Given the circumstances, Gisha was compelled to file a petition (Hebrew) on behalf of the grandmother, arguing that in denying her application arbitrarily without explaining the flaws it had found in the supporting documents, the state had breached its duty of fairness.
In its response (Hebrew), the state divulged, for the first time, that the flaw in the documents was that they were illegible. No reason was offered as to why the petitioner had not been told that the issue was one of form rather than content, or why she had not been instructed to simply resubmit the documents. The state further argued that the grandmother had submitted her permit application too late, only a month before the date of the wedding, rather than the full 50 business days required by the CLA’s directives.
Despite its claim regarding the supposed delay in submitting the application, and its position that the petition should be dismissed, the state noted in its response that the petitioner’s application would be considered providing she resubmitted the documents in question via the Palestinian Civil Affairs Committee. The state insisted that these documents be submitted again to the PCAC offices in Gaza City, despite the fact that a clear and legible version of the documents had been attached as exhibits to the petition, and had previously been emailed to the CLA’s offices by Gisha.
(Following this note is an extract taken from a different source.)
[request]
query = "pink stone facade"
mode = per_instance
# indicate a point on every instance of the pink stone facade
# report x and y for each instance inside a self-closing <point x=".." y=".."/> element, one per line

The petitioner, who feared she would miss her granddaughter’s wedding if she did not comply with the respondents’ demands, returned to the PCAC with the documents. After she had resubmitted then, the counsel for the state, Adv. Yafit Berkovich, informed Gisha that according to Israel’s records, the petitioner was not, in fact, in the Gaza Strip but rather, was staying in Israel “illegally,” and, therefore, she would not be issued a permit even though legible documents had indeed been received. The state’s counsel demanded that the petitioner return to the PCAC and have her photo taken with an employee of the committee, to prove she really was in the Strip, as she claimed.
On July 8, 2019, after the respondents received the photo of the petitioner with a PCAC staff member, her application was approved and she was able to attend her granddaughter’s wedding in Israel.